Sometime last year, Bank of America rolled out a new mobile deposit feature. With any smart phone, you can take a picture of your deposit and- via their app- deposit the check right into your account. As someone who detests physically going to the bank (irrational? Me? Never!), this sounded fabulous to me. On reflection, I should have been instantly distrusting and suspicious of anything BofA does, but in a moment of blind faith and tremendous optimism about being able to avoid the bank, I used their app.
The first three or four checks went through without a single issue-- everything posted at midnight and was lovely. I was thrilled. The next check, though, had a problem.
On February 28th, I deposited a check for $1980 written on our businesses’ BofA corporate account into my BofA personal account. I then spent the next two weeks going about my business-- that is, until a few days ago. I got a letter from Bank of America telling me that the deposit of $1980 was incorrect and that $100 has been deducted from my account to fix it. “Bwah?” Thought I.That check definitely said “one thousand nine hundred and eighty dollars” and $1980 (go ahead, see for yourself-- that’s a blacked out version of BofA’s image). They even helpfully include an image of the check. . . yup, $1980. I’ll concede the hand writing’s sloppy, but it’s pretty obvious what it says. Also, the corporate account was debited for $1980, not the $1880 that was put into my personal account.
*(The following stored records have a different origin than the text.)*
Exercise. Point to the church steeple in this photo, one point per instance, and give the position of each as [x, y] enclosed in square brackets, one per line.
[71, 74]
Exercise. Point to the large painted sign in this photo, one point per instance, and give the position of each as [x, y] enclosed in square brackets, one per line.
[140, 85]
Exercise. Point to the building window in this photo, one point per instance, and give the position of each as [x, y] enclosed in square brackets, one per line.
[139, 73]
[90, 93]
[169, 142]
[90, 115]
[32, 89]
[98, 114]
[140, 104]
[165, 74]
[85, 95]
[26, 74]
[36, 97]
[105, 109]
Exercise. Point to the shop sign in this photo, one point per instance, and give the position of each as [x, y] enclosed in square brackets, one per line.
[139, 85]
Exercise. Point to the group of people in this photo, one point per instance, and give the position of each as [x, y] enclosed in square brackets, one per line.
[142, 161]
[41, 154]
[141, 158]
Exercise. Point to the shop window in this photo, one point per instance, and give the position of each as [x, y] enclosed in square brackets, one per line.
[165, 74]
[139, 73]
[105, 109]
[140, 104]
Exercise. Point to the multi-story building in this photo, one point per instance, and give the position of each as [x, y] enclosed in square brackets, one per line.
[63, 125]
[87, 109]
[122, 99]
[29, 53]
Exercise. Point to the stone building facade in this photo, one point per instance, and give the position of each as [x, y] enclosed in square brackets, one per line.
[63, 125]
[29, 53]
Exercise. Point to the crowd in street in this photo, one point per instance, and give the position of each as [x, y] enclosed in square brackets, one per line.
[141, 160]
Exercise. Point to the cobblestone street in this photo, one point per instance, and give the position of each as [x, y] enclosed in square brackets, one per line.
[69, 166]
What they didn’t include, however, was a way to contact them to contest this-- no phone number, no website, no email, no physical address. So, I called customer service. It took an hour and ten minutes— and seven transfers before I got through to someone who could sort of help me. I say ‘sort of’ because she said the following:
[QUOTE= Bank of America Mobile Claims Representative]
"Oh, I definitely agree that it very clearly says NINE hundred, not eight hundred. I’m not sure where they would have even gotten that. Even if the numerical portion looked questionable- which I don’t think it does-- the written part very clearly says nine. And, LEGALLY, we are required to go off of the written part.
That said, I don’t think this is going to end well for you, unfortunately. I can put in a request for them to review and correct it, but I honestly doubt they will. Your best bet is just to write another check for the $100 difference and deposit it again.
[/QUOTE]
. . . are you fucking kidding me? Fucking seriously? Thankfully this happened to me and not some vendor we wrote a check to, but what in the actual fuck, Bank of America?!
Now, before anyone says it: I opened an account up at Schwab months ago and I’ve been migrating over slowly. Needless to say, this has given me the last kick in the pants I needed. Hell, we’re likely closing the corporate account, too. Yes, over one hundred dollars, but it’s the goddamned principle of the matter!
Now, rant with me, Dopers. Rant about your evil banks.